The present invention relates generally to an apparatus for inverting electrical power and, in particular, to an inverter apparatus and method for the low-noise operation of an electrical machine.
Most of the electrical machines fed by a pulse inverter operate with switching frequencies which lie in the most sensitive range of human hearing (2 kilohertz to 10 kilohertz). A frequently used control principle is the subharmonic method at constant carrier frequency. The frequency spectrum produced by this method however displays individual harmonics with high amplitudes, which harmonics produce an unpleasant noise. The usually used triangular carrier signal for the determination of the switching instants of the inverter has a constant frequency.
A method for the low-noise operation of an electrical machine fed by a pulse inverter, the pulse width modulator (PWM) of which operates by the subharmonic method, is shown in the German patent document DE-OS 39 12 706. The frequency of the carrier signal for the production of the pulse width modulated control pulses for the inverter is not preset as a certain value which is constant in the stationary state, but is varied constantly within a preset frequency band and independently of the operational state of the machine. This frequency spectrum of the inverter output voltages then does not consist of individual spectral lines, but is distributed over the entire frequency band.
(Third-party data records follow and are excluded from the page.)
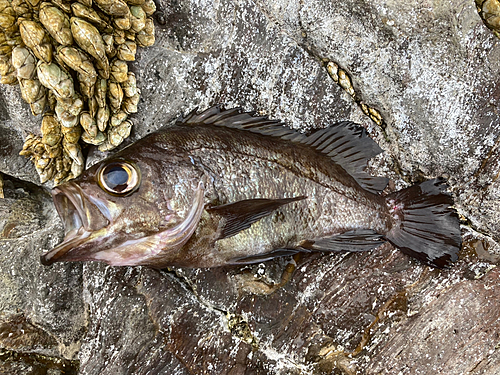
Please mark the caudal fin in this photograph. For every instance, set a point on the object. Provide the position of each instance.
(426, 227)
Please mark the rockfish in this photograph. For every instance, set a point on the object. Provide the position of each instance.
(223, 187)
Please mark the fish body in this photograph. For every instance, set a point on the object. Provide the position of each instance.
(224, 187)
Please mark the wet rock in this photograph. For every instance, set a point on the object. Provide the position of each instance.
(41, 310)
(424, 81)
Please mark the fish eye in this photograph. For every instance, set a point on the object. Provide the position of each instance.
(119, 178)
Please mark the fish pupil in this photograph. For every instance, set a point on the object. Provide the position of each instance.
(116, 178)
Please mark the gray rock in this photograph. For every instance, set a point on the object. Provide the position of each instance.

In the aforedescribed method, which operates with pulse width modulation (PWM), the pulse frequency is varied also. A generator supplies a statically determined control signal (for example, having a Gaussian distribution) for the carrier signal frequency. The mean value and the bandwidth are preset for this frequency. The generator is a random generator or a digital generator for the production of pseudorandom numbers. In this case, the frequency spectrum is influenced only in random manner in a certain range. Because of the random modulation principle, an exact determination of the frequency spectrum is not possible. Moreover, harmonics, which excite mechanical resonances in the stator, can be eliminated only in some conditions or can be reduced permanently so that they no longer exert any disturbing effect.